Term life insurance is generally referred to as temporary insurance, meaning that it provides coverage for only a specified period of time. This type of insurance is typically issued in five-year intervals and is generally available up to 30 years. As a non-permanent type of life insurance, low cost term life insurance offers the following benefits:
- More affordable premiums than typical permanent life insurance premiums
- Additional coverage during specified periods in your life when extra life insurance might be needed
- Supplemental life insurance with permanent life insurance
Though affordable, term life insurance might not always be the most suitable coverage for you. Keep in mind that it:
- Does not accumulate cash value, meaning that it is “pure” insurance.
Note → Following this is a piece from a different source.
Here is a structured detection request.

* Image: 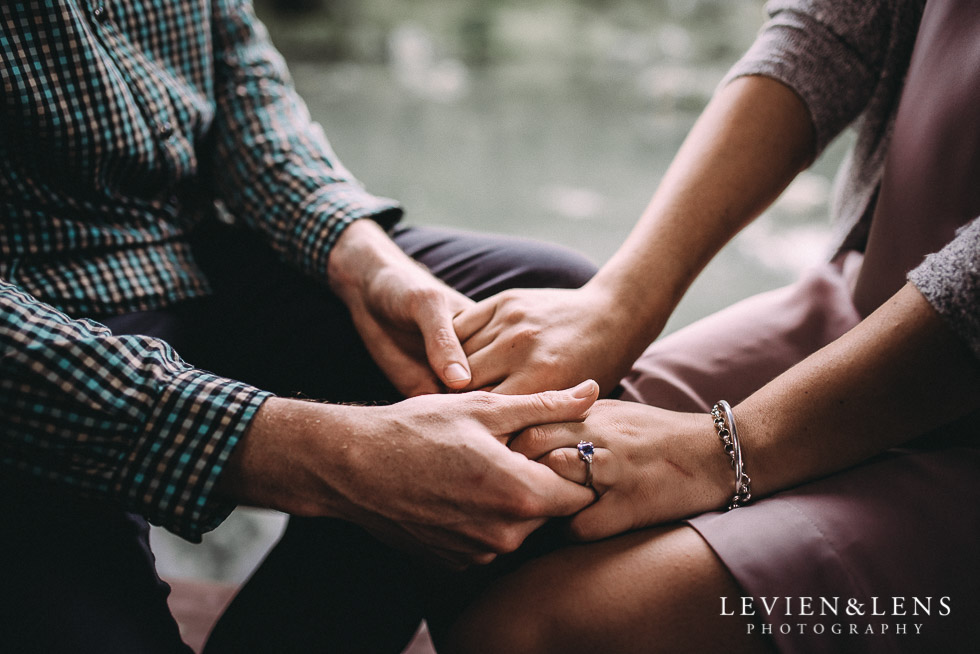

Once the term date has been reached and you are still alive, you cannot cash in the policy.
- Does not guarantee death benefit payout if you pass away after the policy expires.
- Can increase premiums if you choose to continue coverage after the policy’s expiration date has been reached.
Whole Life Insurance
In contrast to term life insurance, whole life insurance is a type of permanent life insurance that provides coverage for a person’s entire life. This type of insurance has been available for many years. Whole life insurance provides the following benefits:
- Insurance coverage for a person’s entire life
- Fixed premium prices
- Tax-deferred cash accumulation
- Guaranteed death benefit payout
- Possible dividends that can increase the value of the policy
Some considerations that you might want to think about include:
- Even though they do not increase, premiums are generally more expensive for whole life policies than for term life insurance policies.
- Withdrawals or loans taken from the whole life insurance policy can diminish the amount of the death benefit.
- Dividends are not guaranteed.
Premiums for Term Life Insurance and Whole Life Insurance
The longer you wait to purchase any type of life insurance, the more likely you are to pay higher premiums. The reason is that as time goes on, the more likely you are to die which increases the risk. In addition to age, other factors that affect premium rates and insurability include gender, health and tobacco use.